The Undercover Economist

Snips, Snails, and Puppy Dog Tails

There’s finally proof that boys do ruin schools for girls.

My colleague at the Financial Times, Isabel Berwick, recently mourned the closure of her fondly remembered all-girls’ school and regretted “a slow societal shift away from girls-only schools and colleges.” As the father of two young daughters, I am paying attention.

Yet “slow” is the operative word. Girls’ schools are clinging on tenaciously in the public sector here in Britain: More girls go to single-sex schools than boys. In inner London, parental preferences for girls’ schools are particularly pronounced. The Guardian has reported that more than half of inner-London girls attend girls’ schools, and just over a quarter of boys attend boys’ schools. The result, of course, is that the mixed schools contain a disproportionate number of boys.

Parents make these choices because of a widely held belief that girls thrive in single-sex environments. But is that true? And what are the implications for the girls left surrounded by emotionally retarded adolescent males?

We are in the realm of so-called “peer effects” here, and they are notoriously hard to measure. Girls’ schools produce good academic results, but that could be because particular types of parents favor such schools, because those schools have a strong historical record, or because of selection. I was lucky enough to go to a state-funded, single-sex, selective school in a prosperous neighborhood. My classmates did well in their exams, but there is an embarrassingly large range of explanations as to why.

A new working paper from economists Victor Lavy of Hebrew University and Analía Schlosser of Princeton attempts to unpick the peer effects associated with gender, using data on nearly half a million students passing through Israel’s school system in the 1990s. They compared consecutive year groups passing through the same school, figuring that if one year’s group was 55 percent boys and the next year’s was 55 percent girls, that difference was very likely to be random and thus susceptible to meaningful number crunching.

Their answer chimes perfectly with the conventional wisdom: Boys benefit from being in a classroom with girls, but girls do not benefit from being in a classroom with boys. What is interesting about Lavy and Schlosser’s work is that it uses survey data provided by the children to work out what is causing the effects. The survey questions ask, for example, about violence in school, respect for teachers, classroom distractions, and relations among students.
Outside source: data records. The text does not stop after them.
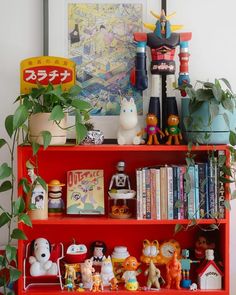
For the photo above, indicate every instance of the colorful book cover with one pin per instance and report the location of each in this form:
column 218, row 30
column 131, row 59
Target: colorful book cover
column 85, row 192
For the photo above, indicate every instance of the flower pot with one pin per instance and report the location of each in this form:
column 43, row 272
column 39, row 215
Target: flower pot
column 40, row 122
column 215, row 133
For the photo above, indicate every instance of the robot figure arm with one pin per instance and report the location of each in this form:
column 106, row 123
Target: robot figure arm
column 139, row 74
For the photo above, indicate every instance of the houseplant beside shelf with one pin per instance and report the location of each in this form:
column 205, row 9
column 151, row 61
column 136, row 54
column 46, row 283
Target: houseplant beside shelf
column 208, row 115
column 47, row 107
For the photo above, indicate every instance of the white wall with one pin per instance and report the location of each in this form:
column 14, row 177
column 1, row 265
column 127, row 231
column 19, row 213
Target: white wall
column 212, row 23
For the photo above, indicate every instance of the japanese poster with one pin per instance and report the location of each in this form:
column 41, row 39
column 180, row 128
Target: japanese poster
column 85, row 192
column 100, row 42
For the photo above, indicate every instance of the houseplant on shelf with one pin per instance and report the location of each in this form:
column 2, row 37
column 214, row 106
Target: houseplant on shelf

Boys pollute the educational system, it seems, for a number of unmysterious reasons: They wear down teachers, disrupt classes, and ruin the atmosphere for everyone. And more boys are worse than fewer boys, not because they egg each other on but simply because more of them can cause more trouble in total.

It is all rather troubling, especially for the parents of little angels like my daughters. Evidently, it is impossible to satisfy the—apparently justified—parental demand to educate girls in single-sex schools and boys in mixed classes. (Not for the first time in my life, I conclude that the world doesn’t have enough girls in it.)

Researchers from the University of London’s Institute of Education have asked a related question, comparing mixed schools with single-sex schools (from the 1970s, when nonselective single-sex schools were more plentiful) rather than the varying gender balance within mixed schools. Their conclusions, published last year, were subtly different. They found that boys disrupt mixed classrooms, but found that boys did not do any worse if locked up in a single-sex school.

A social planner might thus conclude that all education should be single-sex. The difficulty is to combine this perspective with the principle of parental choice. I have the answer: a congestion-charge-style tax on parents who insist on polluting girls’ education with their testosterone-fuelled little monsters. The money could go toward hiring extra teachers—and riot police.